Under the principle of vicarious liability, the negligence of the agent is imputed to the principal. W. Prosser W. Keeton, Torts (5th Ed. 1984) § 69, p. 499. The principal's liability is not based on his own personal negligence but on the negligence of his agent. Although the principal and the agent may both be liable for the wrong, there is only one set of negligence — that of the agent.2
Since there are not separate acts of negligence by the principal and the agent, there is nothing to apportion. "The liability of a master for the acts of a servant, or that of a principal, in exceptional circumstances, for those of a non-servant agent, within the scope of the employment or agency, stands upon grounds that do not support apportionment. Under the doctrine of respondent superior, the master becomes responsible for the same act for which the servant is liable, and for the same consequences. Ordinarily, there is a sound basis for indemnity, but not for any apportionment of damages between the two." W. Prosser W. Keeton, Torts (5th Ed. 1984) § 52, p. 346.

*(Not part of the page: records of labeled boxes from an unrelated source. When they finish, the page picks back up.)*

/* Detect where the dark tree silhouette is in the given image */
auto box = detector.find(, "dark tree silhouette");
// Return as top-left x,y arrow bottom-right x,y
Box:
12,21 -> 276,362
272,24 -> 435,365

The principle underlying the enactment of Connecticut's apportionment statute, § 52-572h, was that a negligent defendant, instead of being joint and severally liable for the entire amount of damages, should be liable only for that proportion of damages for which he or she was responsible. Bhinder v. Sun Company,Inc., 246 Conn. 223, 238 (1998). Since the defendant Kmart, as the possessor of the premises, is responsible for any negligence of its independent contractor, the apportionment defendant Cherry Hill, in failing to maintain the premises in a reasonably safe condition, there are no damages to apportion between the two of them.
The defendant is not necessarily left without a remedy by the unavailability of apportionment. Kmart may seek indemnification against Cherry Hill for any damages awarded against it as a result of Cherry Hill's negligence.3 See Kaplan v. MerbergWrecking Co., 152 Conn. 405 (1965) and Preferred AccidentInsurance Company of New York v. Musante, Berman and SteinbergCompany, Inc., 133 Conn. 536, (1947). CT Page 517
For the foregoing reasons, the defendant Kmart's apportionment complaint fails to comply with General Statutes § 52-102b(a) and Cherry Hill's motion to strike the apportionment complaint is hereby granted.